Uzbekistan plans to build two new small HPPs on the Dargom Canal in the Samarkand region at the expense of China’s soft loans, Trend reports with reference to a government decree on April 8.
The aim of the project is to consistently increase the use of renewable energy sources, increase the balance of energy resources and ensure the most complete satisfaction of the needs of the economy and the population of the country for electricity.
New facilities – the Shaudarskaya small HPP and the small HPP at picket 135+50 will be built with preferential loans from the Ministry of Commerce of China. The total cost of projects will exceed $ 30 million. Construction of HPPs is scheduled to be completed at the end of 2021.
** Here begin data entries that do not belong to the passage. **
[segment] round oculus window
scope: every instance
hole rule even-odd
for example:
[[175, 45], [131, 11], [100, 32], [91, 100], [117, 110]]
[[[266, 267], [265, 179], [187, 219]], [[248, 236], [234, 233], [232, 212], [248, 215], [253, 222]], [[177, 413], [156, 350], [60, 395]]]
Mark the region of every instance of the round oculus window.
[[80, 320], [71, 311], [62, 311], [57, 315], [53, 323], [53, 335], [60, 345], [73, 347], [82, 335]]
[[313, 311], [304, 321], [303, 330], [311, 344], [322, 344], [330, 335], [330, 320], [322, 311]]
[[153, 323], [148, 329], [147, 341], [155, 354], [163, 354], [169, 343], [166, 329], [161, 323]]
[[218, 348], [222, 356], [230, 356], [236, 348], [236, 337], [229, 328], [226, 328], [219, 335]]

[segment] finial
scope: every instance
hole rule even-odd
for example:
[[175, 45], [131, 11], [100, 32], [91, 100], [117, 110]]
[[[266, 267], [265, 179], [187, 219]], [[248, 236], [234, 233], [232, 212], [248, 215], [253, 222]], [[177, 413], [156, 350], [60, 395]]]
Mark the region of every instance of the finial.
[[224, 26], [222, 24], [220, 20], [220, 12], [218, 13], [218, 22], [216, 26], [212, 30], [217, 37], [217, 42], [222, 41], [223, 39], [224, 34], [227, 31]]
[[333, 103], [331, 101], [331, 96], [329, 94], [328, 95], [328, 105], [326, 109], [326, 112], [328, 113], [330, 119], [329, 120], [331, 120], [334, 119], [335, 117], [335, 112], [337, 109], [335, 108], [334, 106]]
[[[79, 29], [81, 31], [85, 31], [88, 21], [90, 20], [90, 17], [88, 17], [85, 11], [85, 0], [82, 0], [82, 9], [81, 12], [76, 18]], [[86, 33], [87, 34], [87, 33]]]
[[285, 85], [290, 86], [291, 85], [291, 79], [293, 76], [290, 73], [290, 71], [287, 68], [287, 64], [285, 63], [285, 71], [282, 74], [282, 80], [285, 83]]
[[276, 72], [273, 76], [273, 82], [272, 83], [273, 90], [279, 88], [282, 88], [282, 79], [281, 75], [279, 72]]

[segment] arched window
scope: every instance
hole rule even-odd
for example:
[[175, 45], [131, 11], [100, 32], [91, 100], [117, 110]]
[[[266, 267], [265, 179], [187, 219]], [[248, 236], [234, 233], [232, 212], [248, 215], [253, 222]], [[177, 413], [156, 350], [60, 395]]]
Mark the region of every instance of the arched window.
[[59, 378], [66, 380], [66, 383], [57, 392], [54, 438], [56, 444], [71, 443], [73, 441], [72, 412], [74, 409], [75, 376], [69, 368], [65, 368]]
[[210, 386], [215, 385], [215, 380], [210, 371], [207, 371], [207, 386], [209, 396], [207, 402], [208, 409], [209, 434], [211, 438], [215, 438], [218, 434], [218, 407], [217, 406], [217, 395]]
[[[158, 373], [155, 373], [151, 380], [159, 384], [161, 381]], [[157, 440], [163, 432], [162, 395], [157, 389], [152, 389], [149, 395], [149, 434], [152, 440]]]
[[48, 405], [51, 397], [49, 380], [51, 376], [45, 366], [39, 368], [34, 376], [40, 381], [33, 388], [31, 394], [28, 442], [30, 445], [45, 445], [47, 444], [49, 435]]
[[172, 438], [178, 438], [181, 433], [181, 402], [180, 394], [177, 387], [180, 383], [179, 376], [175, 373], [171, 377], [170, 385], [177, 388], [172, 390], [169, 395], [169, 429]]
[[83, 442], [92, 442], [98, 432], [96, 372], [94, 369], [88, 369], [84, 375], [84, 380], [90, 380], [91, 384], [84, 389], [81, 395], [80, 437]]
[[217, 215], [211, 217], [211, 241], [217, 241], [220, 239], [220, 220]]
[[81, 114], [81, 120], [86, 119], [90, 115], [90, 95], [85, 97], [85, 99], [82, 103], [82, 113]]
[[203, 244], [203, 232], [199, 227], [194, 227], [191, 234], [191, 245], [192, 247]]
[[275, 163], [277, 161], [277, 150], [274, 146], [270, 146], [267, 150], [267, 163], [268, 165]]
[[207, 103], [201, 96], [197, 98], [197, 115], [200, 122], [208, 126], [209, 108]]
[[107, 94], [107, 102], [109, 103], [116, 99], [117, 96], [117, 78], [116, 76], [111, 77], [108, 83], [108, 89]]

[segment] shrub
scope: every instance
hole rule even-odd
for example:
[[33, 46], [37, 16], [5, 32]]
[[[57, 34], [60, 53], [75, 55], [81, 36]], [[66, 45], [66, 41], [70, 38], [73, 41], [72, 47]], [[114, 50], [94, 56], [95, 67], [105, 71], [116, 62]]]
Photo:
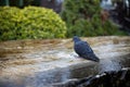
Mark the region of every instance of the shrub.
[[0, 8], [0, 39], [63, 38], [66, 25], [50, 9], [27, 7]]
[[100, 0], [65, 0], [62, 18], [67, 25], [67, 37], [125, 35], [110, 21], [102, 25]]

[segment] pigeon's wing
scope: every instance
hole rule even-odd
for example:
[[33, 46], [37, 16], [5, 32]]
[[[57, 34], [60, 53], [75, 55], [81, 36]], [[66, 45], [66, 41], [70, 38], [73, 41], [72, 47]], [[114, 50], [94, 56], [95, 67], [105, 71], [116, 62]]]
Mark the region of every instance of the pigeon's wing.
[[88, 42], [86, 41], [79, 41], [75, 44], [75, 51], [80, 55], [84, 55], [88, 53], [93, 53], [93, 50], [91, 49], [91, 47], [89, 46]]

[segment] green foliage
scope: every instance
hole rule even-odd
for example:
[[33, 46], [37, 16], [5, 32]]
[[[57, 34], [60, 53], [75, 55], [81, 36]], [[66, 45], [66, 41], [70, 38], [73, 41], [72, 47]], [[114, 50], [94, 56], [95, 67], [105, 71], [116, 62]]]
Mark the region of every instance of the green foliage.
[[67, 37], [123, 35], [110, 21], [102, 24], [100, 0], [65, 0], [62, 18], [67, 25]]
[[65, 34], [65, 23], [50, 9], [0, 8], [0, 40], [63, 38]]

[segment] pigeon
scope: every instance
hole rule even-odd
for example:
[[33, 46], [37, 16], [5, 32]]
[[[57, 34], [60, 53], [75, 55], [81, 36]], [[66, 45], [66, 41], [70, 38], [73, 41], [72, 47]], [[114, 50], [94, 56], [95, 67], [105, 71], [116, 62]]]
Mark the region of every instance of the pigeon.
[[78, 36], [74, 36], [73, 40], [74, 50], [79, 57], [94, 62], [100, 61], [87, 41], [82, 41]]

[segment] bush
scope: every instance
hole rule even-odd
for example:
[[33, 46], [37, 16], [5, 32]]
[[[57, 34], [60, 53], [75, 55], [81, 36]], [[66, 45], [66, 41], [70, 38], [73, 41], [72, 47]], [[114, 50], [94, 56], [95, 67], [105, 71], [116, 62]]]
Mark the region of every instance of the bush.
[[67, 37], [125, 35], [110, 21], [102, 24], [100, 0], [65, 0], [62, 18], [67, 25]]
[[0, 8], [0, 40], [63, 38], [65, 34], [65, 23], [50, 9]]

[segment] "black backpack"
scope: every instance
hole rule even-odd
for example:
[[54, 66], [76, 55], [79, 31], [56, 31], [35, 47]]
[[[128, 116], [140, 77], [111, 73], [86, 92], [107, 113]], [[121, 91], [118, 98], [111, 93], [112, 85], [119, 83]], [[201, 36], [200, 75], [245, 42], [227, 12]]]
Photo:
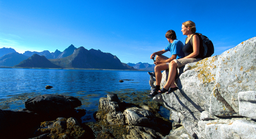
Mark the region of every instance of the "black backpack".
[[[212, 41], [209, 40], [208, 38], [205, 36], [203, 35], [202, 34], [196, 33], [192, 35], [191, 36], [191, 39], [190, 39], [190, 43], [193, 46], [193, 35], [196, 35], [200, 37], [199, 39], [200, 41], [200, 44], [199, 48], [199, 54], [201, 56], [202, 59], [203, 59], [208, 57], [211, 57], [214, 53], [214, 48], [213, 44]], [[186, 41], [187, 41], [187, 37], [186, 38]], [[202, 43], [202, 45], [201, 44]]]

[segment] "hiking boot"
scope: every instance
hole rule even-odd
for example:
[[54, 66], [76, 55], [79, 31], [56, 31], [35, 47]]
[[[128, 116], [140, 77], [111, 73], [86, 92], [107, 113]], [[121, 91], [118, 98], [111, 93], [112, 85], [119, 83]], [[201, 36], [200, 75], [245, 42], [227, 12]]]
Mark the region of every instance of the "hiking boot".
[[155, 72], [148, 72], [147, 74], [149, 74], [151, 76], [152, 76], [155, 78], [156, 78], [156, 74], [155, 73]]
[[152, 98], [158, 94], [158, 93], [157, 92], [157, 91], [156, 91], [155, 89], [154, 89], [151, 91], [151, 92], [149, 95], [147, 95], [147, 97], [150, 98]]

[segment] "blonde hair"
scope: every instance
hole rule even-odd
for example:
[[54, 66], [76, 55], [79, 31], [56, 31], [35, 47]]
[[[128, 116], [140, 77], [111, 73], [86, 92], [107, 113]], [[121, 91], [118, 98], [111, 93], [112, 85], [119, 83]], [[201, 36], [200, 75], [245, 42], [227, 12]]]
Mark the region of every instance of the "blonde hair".
[[196, 28], [196, 24], [194, 22], [188, 20], [183, 22], [182, 24], [184, 25], [184, 26], [185, 26], [186, 27], [189, 27], [190, 29], [191, 29], [192, 33], [196, 33], [197, 29]]

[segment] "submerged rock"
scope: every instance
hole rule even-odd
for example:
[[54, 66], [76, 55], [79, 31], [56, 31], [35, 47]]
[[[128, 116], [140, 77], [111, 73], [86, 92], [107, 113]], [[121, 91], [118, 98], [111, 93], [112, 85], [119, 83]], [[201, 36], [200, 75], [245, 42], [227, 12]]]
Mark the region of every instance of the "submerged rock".
[[45, 86], [45, 89], [51, 89], [52, 88], [53, 88], [53, 87], [50, 86], [50, 85], [46, 85], [46, 86]]
[[59, 118], [56, 120], [41, 123], [37, 130], [38, 137], [33, 139], [84, 139], [88, 136], [85, 131], [75, 118]]
[[168, 133], [171, 128], [171, 125], [170, 127], [167, 125], [168, 122], [159, 118], [157, 119], [150, 111], [148, 106], [142, 106], [144, 108], [127, 108], [126, 104], [120, 102], [116, 94], [108, 94], [107, 97], [101, 98], [99, 103], [99, 111], [96, 117], [100, 122], [105, 121], [111, 126], [126, 127], [127, 132], [123, 133], [123, 138], [162, 138], [163, 131], [158, 127], [169, 129]]
[[25, 107], [29, 110], [45, 114], [70, 111], [81, 105], [81, 101], [78, 99], [60, 95], [44, 95], [29, 99], [25, 102]]

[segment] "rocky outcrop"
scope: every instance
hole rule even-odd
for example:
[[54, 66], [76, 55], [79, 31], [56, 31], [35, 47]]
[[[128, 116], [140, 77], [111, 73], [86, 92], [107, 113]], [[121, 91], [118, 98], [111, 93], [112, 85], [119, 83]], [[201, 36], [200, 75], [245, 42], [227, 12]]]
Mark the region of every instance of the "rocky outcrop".
[[[153, 100], [164, 102], [170, 119], [183, 125], [190, 138], [255, 138], [251, 132], [256, 125], [252, 119], [256, 115], [255, 52], [256, 37], [221, 55], [188, 64], [179, 69], [179, 89]], [[161, 87], [168, 72], [162, 74]]]
[[31, 139], [70, 138], [78, 139], [88, 137], [88, 132], [81, 127], [75, 118], [73, 117], [68, 119], [58, 118], [54, 121], [42, 122], [40, 126], [35, 132], [39, 136]]
[[[156, 116], [144, 105], [142, 108], [125, 107], [125, 103], [120, 102], [117, 95], [110, 94], [101, 98], [99, 105], [99, 111], [96, 117], [111, 125], [126, 126], [128, 135], [124, 138], [163, 138], [164, 136], [158, 127], [165, 127], [157, 120]], [[170, 129], [171, 127], [167, 127]]]
[[[80, 125], [75, 119], [75, 117], [81, 118], [86, 113], [85, 111], [75, 111], [74, 109], [81, 105], [81, 101], [73, 97], [48, 94], [28, 99], [25, 102], [26, 108], [17, 111], [0, 110], [0, 137], [3, 139], [27, 139], [34, 136], [33, 133], [35, 131], [35, 133], [37, 133], [38, 136], [35, 138], [50, 138], [49, 136], [46, 137], [49, 135], [52, 136], [51, 138], [58, 138], [59, 136], [55, 134], [55, 134], [63, 135], [66, 134], [72, 136], [72, 134], [79, 134], [80, 132], [82, 134], [83, 132], [80, 130], [81, 127], [77, 126]], [[63, 123], [61, 119], [57, 120], [61, 121], [56, 122], [55, 124], [51, 125], [47, 122], [47, 124], [41, 125], [41, 132], [38, 133], [39, 130], [37, 129], [40, 122], [56, 119], [60, 116], [74, 118], [68, 119], [67, 123]], [[48, 128], [45, 128], [46, 125]], [[52, 128], [53, 127], [56, 128]], [[75, 127], [77, 127], [77, 130]], [[70, 133], [68, 131], [66, 132], [66, 130], [76, 133]]]
[[25, 107], [29, 111], [51, 114], [69, 111], [81, 105], [81, 101], [77, 98], [60, 95], [44, 95], [25, 102]]

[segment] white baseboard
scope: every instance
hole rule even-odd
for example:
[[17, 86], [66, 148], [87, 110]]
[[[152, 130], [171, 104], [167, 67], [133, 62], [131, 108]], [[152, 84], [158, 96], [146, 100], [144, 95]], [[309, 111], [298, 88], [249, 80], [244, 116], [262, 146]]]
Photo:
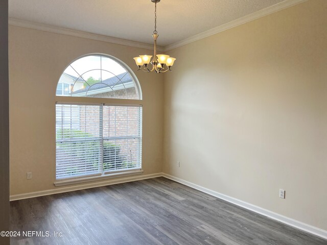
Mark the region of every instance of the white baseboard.
[[181, 184], [183, 184], [183, 185], [193, 188], [203, 192], [206, 193], [207, 194], [209, 194], [209, 195], [220, 199], [222, 199], [223, 200], [225, 200], [229, 203], [239, 206], [240, 207], [253, 211], [253, 212], [260, 213], [260, 214], [262, 214], [263, 215], [266, 216], [275, 220], [279, 221], [282, 223], [286, 224], [286, 225], [288, 225], [299, 230], [301, 230], [305, 232], [327, 239], [327, 231], [325, 231], [324, 230], [322, 230], [317, 227], [315, 227], [314, 226], [308, 225], [303, 223], [303, 222], [301, 222], [293, 218], [275, 213], [271, 211], [265, 209], [264, 208], [246, 203], [239, 199], [224, 195], [217, 191], [215, 191], [214, 190], [200, 186], [179, 178], [172, 176], [171, 175], [167, 175], [165, 173], [162, 173], [162, 175], [163, 177], [167, 178], [167, 179], [174, 180], [174, 181], [180, 183]]
[[90, 188], [99, 187], [100, 186], [105, 186], [106, 185], [114, 185], [115, 184], [121, 184], [122, 183], [130, 182], [131, 181], [136, 181], [137, 180], [145, 180], [147, 179], [151, 179], [162, 176], [161, 173], [153, 174], [151, 175], [133, 176], [130, 177], [126, 177], [125, 178], [120, 178], [119, 179], [108, 179], [104, 181], [97, 182], [95, 183], [88, 183], [87, 184], [81, 184], [74, 186], [68, 186], [65, 187], [56, 188], [55, 189], [51, 189], [50, 190], [41, 190], [40, 191], [34, 191], [33, 192], [24, 193], [22, 194], [18, 194], [16, 195], [11, 195], [10, 200], [12, 201], [20, 200], [22, 199], [27, 199], [28, 198], [36, 198], [42, 195], [51, 195], [53, 194], [57, 194], [58, 193], [67, 192], [68, 191], [74, 191], [75, 190], [82, 190], [84, 189], [88, 189]]
[[296, 220], [291, 218], [286, 217], [285, 216], [279, 214], [271, 211], [265, 209], [264, 208], [253, 205], [250, 203], [244, 202], [243, 201], [231, 197], [229, 197], [224, 194], [218, 192], [214, 190], [207, 189], [200, 185], [196, 185], [182, 179], [172, 176], [163, 173], [158, 173], [151, 175], [141, 175], [130, 176], [123, 178], [120, 178], [118, 180], [109, 179], [104, 181], [101, 181], [96, 183], [89, 183], [87, 184], [80, 184], [78, 186], [73, 187], [65, 187], [61, 188], [56, 188], [56, 189], [52, 189], [50, 190], [42, 190], [40, 191], [35, 191], [33, 192], [25, 193], [23, 194], [18, 194], [16, 195], [10, 195], [10, 201], [16, 201], [22, 199], [27, 199], [28, 198], [36, 198], [43, 195], [51, 195], [53, 194], [57, 194], [59, 193], [66, 192], [68, 191], [74, 191], [75, 190], [82, 190], [84, 189], [88, 189], [90, 188], [98, 187], [100, 186], [104, 186], [106, 185], [114, 185], [115, 184], [120, 184], [122, 183], [130, 182], [132, 181], [136, 181], [137, 180], [145, 180], [147, 179], [151, 179], [153, 178], [157, 178], [164, 177], [173, 180], [178, 183], [180, 183], [183, 185], [186, 185], [190, 187], [193, 188], [196, 190], [199, 190], [207, 194], [209, 194], [213, 197], [222, 199], [230, 203], [232, 203], [236, 205], [239, 206], [243, 208], [246, 208], [249, 210], [255, 212], [256, 213], [262, 214], [263, 215], [273, 219], [279, 221], [282, 223], [288, 225], [293, 227], [301, 230], [303, 231], [319, 236], [321, 238], [327, 239], [327, 231], [315, 227], [314, 226], [303, 223], [298, 220]]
Chinese Eximbank will allocate $ 25 million (24.8) for their implementation, and Uzbekgidroenergo – $ 5.8 million at its own expense
After the launch, the capacity of the Shaudarskaya small HPP will be 7.2 MW, and the Small Hydro Power Plant at the picket 135+50 – 7.4 MW. Each year, the first station will produce 37.8 million kWh, and the second – 34.3 million kWh.
Now Uzbekistan’s need for electricity is 69 billion kWh, and about 64 billion kWh are produced. Nearly 86 percent of the energy comes from burning gas and coal, and 14 percent comes from HPPs.
Uzbekistan is the largest electricity producer in Central Asia. Total installed capacity of Uzbekistan’s power plants exceeds 12.4 GW. Twelve thermal power plants, with a combined capacity of over 10.7 GW, and 31 HPPs, with a combined capacity of 1.7 GW, belonging to the Uzbekenergo, the Ministry of Agriculture and Water Resources, the Mining and Metallurgical Company Almalyk and the Uzkhimprom Association, constitute the backbone of the electricity sector.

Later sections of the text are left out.